Acoustic cues and linguistic experience as factors in regional dialect classification.

Acoustic cues and linguistic experience as factors in regional dialect classification.

Alcorn, Steven;Meemann, Kirsten;Clopper, Cynthia G;Smiljanic, Rajka;
the journal of the acoustical society of america 2020 Vol. 147 pp. 657
242
alcorn2020acousticthe

Abstract

Listeners are able to classify talkers by regional dialect of their native language when provided with even short speech samples.
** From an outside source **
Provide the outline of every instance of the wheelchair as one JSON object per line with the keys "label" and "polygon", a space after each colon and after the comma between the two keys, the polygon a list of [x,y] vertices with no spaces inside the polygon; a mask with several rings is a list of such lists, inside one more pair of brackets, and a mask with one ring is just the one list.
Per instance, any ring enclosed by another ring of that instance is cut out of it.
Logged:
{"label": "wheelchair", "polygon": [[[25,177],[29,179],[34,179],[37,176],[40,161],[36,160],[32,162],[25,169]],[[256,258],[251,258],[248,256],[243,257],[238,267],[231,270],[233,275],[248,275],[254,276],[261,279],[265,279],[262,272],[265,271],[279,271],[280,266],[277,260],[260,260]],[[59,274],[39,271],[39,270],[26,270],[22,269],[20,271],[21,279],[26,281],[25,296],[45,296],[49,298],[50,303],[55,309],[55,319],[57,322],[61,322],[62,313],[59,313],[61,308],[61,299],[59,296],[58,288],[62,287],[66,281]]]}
However, the way in which American English listeners use segmental and prosodic information to make such decisions is largely unknown. This study used a free classification task to assess native American English listeners' ability to group together talkers from six major dialect regions of American English. Listeners residing in Ohio and Texas were provided with a sentence-long (experiment 1) or paragraph-long (experiment 2) speech sample produced by talkers from each of the six regions presented in one of three conditions: unmodified, monotonized (i.e., flattened F0), and low-pass filtered (i.e., spectral information above 400 Hz removed). In both experiments, listeners in the unmodified and monotonized conditions made more accurate groupings, reflecting their reliance on segmental properties for classifying regional variation. Accuracy was highest for Northern and Western talkers (experiment 1) and Mid-Atlantic talkers (experiment 2). Listeners with experience with multiple dialects as a result of geographic mobility did not show increased accuracy, suggesting a complex relationship between linguistic experience and the perception of available acoustic cues to socioindexical variation.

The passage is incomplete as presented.